Other sources, including Powell, wrote that Jackie herself requested “a tremendous dress, a typical Ann Lowe dress.” When Lowe arrived on the wedding day to deliver the gown, she refused to use the service entrance, according to a 2021 article in The New Yorker. Lowe threatened to leave and take the dress with her if they did not welcome her through the front door, which they eventually did.

Jane Tanner Trimingham’s 1941 wedding dress with Bermuda lilies at the neckline.

Lowe’s own vision fully animates the designs on display in “Ann Lowe: American Couturier,” but one gown shows her willingness to take a customer’s request. In 1941, bride Jane Tanner Trimingham asked for a dress featuring Bermuda lilies as her family had business interests there. Lowe came through with a structural marvel. Two large, beaded lilies trumpeted Jane’s decolletage and must have given wedding guests something to talk about on the way home.

For Thousands of Years, Flowers Have Been in Fashion

In adopting flowers as her signature, Lowe was carrying forward a tradition that dates to ancient times. Thousands of years ago, the wealthy in ancient Greece pinned on flowers as accessories. By the 12th century in China, flowers were being embroidered onto garments. Next came floral printed fabrics, which have cycled in and out of style ever since.

Today, the power of flowers in fashion surely endures with Women’s Wear Daily declaring 2023 “the year of floral dresses on the red carpet.”Finnish design house Marimekko, famous for its oversized floral prints, has 750,000 Instagram followers. And a new magazine ad for Valentino features model Kaia Gerber lounging in a micro miniskirt made entirely of satin roses.

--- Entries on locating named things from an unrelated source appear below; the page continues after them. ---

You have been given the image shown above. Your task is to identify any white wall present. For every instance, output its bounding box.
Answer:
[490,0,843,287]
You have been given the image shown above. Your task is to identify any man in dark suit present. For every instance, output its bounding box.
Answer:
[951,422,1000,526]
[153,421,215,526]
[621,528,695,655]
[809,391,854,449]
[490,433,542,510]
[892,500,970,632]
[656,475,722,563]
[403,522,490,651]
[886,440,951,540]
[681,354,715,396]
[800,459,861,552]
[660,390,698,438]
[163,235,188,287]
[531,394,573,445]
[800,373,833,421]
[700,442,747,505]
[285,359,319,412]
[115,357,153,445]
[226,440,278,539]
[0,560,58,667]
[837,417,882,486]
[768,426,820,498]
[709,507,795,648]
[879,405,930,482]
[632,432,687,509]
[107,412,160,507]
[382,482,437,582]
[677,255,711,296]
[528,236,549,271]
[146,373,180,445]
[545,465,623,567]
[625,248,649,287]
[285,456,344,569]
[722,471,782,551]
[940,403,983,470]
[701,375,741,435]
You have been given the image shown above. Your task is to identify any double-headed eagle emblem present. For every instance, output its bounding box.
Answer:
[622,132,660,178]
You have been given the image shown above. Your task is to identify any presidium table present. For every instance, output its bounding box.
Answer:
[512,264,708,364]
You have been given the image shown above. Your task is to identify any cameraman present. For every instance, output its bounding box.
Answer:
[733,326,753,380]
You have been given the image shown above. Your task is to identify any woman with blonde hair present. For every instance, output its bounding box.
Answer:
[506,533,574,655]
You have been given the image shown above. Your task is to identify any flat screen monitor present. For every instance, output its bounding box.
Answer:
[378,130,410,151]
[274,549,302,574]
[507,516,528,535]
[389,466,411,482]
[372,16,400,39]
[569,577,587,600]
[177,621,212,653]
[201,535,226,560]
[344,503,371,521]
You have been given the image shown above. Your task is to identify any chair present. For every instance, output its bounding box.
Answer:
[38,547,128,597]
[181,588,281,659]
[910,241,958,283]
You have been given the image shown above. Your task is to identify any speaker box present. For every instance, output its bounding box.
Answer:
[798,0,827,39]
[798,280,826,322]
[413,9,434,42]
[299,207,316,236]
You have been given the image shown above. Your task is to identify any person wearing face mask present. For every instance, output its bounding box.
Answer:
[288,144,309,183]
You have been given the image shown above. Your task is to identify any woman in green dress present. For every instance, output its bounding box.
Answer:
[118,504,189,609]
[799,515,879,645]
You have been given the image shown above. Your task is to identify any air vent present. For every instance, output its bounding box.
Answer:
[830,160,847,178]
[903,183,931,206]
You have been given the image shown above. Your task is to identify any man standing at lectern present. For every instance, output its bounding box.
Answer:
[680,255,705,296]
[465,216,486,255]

Winterthur Museum, Garden & Library:  Bodice of Ak-Sar Ben countess gown by Ann Lowe for Saks Fifth Avenue, 1961. Collection of the Durham Museum, Gift of Ann Lallman Jessop.

As I walked the Lowe exhibit, I took note of the American Beauty roses, poppies, the Bermuda lilies, and then tried to map the rest of her floral embellishments to flowers in the natural world. Was Lowe implying pansies on a clay-orange monochrome dress edged in fluttery, folded blooms? I couldn’t be sure. The airy blossoms of coral-pink tulle on another gown left me scratching my head. And the Lowe flowers I did match to actual flowers were not studies in botanical precision.

Winterthur Museum, Garden & Library

The Segregated Times Lowe Lived In

But it seems that was not what she was about. The flowers Lowe showered over her collection weren’t real, but I wouldn’t call them fake. They were fantasy. Fairy princess goals were always on the menu because Lowe knew her audience: society maidens dreaming of nights to remember, like Tampa’s annual Gasparilla ball, where a queen would be crowned and to which Lowe was not invited.

Creating dreamy garments for others couldn’t solve Lowe’s real-world struggles to establish a business and a brand as a Black woman. Though she had a warm relationship with the family that recruited her to Tampa, it was wrenching to learn that some wealthy clients took advantage of her and to see how segregation and racism clipped her wings. And yet Lowe remained committed to her art.

“Dresses are my life,” she told the Saturday Evening Post in 1964. “If I can’t design dresses, I’d rather just fly off the top of the Empire State Building.”

No longer an anonymous “colored dressmaker” – as Jackie Kennedy once called her – the Winterthur exhibition sets a few things right. After a lifetime of making dresses so others could dance the night away, Lowe has been invited to the party.

 Ann Lowe: American Couturier at Winterthur runs through January 7, 2024.